Would anti-vibration washers be any better than the inside faces of the QR?
Apparently you need either very hard or very soft QR faces, so that they either bite or deform.
A wee bit of wet and dry wouldn't go amiss where it mates.
Are there serrations on the inside (hub side)?
I've got Record and 105 hubs here, both are.
Have you tired bolt on skewers?
These work well, can get them to 8nm.
http://store.halo-usa.com/c/skewers_bolt-on?pkey=3e15699d0187b52489eb5e8...
Have you tried using an anti-slip compound on the dropouts? Would help the qrs to bite.
Okay, spoke to 'my' wheel builder.
Some skewers don't bite the Ti hard enough, he says most dura ace or campag ones will bite, you need to look for some that have good serrations.
There are apparently some boutique ones made for the job, but they are expensive.
Another very valid possibility.
I had assumed it was the clamping power bonus with the closed cam design of DA and Campagnolo more than the serrations.
I'm a Campag guy, so I happened to have one lying around from an old wheelset and tried this about a year ago.
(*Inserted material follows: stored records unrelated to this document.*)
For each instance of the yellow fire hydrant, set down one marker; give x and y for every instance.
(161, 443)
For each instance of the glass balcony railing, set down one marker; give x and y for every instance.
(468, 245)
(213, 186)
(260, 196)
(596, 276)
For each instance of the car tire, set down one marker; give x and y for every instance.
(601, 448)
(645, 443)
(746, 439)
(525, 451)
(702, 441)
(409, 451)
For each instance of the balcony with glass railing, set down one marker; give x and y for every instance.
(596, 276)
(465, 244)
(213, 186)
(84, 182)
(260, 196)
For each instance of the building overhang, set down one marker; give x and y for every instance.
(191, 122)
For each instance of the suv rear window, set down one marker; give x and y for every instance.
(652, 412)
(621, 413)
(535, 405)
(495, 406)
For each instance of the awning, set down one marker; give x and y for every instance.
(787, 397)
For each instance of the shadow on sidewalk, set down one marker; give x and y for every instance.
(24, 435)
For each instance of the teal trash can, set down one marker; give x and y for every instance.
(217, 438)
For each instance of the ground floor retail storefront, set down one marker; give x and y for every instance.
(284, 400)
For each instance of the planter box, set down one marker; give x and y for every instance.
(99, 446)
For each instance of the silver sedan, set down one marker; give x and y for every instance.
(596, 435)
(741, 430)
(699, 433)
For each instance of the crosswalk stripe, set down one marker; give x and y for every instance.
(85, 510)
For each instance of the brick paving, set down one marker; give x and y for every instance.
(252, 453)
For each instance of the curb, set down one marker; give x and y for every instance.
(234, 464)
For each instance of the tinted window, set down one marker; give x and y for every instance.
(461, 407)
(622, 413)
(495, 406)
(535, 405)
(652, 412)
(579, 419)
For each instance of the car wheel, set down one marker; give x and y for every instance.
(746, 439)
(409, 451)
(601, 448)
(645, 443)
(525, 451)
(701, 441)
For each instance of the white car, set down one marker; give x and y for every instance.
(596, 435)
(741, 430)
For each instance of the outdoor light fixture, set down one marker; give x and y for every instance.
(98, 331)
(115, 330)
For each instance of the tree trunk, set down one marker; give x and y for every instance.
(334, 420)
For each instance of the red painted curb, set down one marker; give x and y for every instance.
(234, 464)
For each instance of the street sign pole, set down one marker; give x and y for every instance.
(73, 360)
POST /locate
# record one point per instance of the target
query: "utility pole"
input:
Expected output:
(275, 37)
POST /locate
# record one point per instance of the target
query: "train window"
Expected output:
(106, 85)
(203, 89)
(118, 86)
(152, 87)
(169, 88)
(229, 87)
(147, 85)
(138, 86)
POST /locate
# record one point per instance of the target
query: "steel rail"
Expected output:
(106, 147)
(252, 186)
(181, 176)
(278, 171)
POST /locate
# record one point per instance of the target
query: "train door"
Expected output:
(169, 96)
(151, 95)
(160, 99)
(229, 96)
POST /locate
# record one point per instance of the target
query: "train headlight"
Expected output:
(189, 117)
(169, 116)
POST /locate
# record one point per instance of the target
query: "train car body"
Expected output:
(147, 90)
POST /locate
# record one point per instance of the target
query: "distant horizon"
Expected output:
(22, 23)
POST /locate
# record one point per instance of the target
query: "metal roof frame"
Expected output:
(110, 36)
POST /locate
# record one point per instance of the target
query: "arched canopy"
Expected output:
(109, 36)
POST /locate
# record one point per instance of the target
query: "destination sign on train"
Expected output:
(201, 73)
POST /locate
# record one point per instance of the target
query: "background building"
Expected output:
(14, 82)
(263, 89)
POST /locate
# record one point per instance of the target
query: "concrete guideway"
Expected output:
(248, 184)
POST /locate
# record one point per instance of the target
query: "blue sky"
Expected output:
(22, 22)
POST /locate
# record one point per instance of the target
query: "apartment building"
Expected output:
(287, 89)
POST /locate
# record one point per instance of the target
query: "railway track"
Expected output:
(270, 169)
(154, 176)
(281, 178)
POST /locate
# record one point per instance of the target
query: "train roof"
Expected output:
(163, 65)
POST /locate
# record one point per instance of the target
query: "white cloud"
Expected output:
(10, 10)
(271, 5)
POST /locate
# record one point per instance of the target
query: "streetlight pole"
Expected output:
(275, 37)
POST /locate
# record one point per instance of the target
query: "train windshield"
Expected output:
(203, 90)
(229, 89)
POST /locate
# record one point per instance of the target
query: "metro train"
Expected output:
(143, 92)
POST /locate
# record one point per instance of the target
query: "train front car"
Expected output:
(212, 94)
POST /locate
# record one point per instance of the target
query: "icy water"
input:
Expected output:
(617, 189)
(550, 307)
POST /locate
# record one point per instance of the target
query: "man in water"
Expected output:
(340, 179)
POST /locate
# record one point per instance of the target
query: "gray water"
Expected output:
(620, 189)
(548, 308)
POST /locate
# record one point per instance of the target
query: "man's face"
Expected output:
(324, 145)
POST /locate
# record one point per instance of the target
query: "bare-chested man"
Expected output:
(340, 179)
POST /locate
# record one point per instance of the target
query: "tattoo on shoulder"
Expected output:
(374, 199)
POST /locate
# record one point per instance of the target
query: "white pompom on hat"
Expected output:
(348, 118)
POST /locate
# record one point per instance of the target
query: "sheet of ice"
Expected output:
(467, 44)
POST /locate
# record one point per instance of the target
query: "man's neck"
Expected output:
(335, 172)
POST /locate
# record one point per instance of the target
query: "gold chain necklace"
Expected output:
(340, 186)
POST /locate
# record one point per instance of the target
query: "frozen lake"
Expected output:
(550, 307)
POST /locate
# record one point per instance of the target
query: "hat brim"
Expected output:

This seems to be the most successful recommendation elsewhere on t'internet.
Guess what... It didnae work for me
Dave - what is this magical anti slip compound of which you speak? Tell me more
(I did at one point consider super-gluing the QR nut to the drive side dropout)
this kind of thing:
http://www.wiggle.co.uk/finish-line-fiber-grip-carbon-fibre-assembly-gel...
there's different variants but basically they contain particles to give a better grip between surfaces. designed for carbon components that you don't want to overtighten, but might be of use in your case too
I thought that might be the case, but thought I would post this in case someone with cup and cone hubs found it useful for the same issue.
The inside of the QR and the hub outer nut faces should have serrations in them to allow a 'bite' make sure these and the drop outs are clean and free of paint or grease. - Though I imagine you've already done this!
All suggestions welcome. Someone else with a similar issue might get a eureka moment even if it doesn't solve my own issue. Look after the next generation etc etc...
My feeling is that the dropout being titanium and therefore preventing much of the 'bite' of the QR is the root of the problem. how would I get round that? Does anyone do skewers with titanium friction surfaces?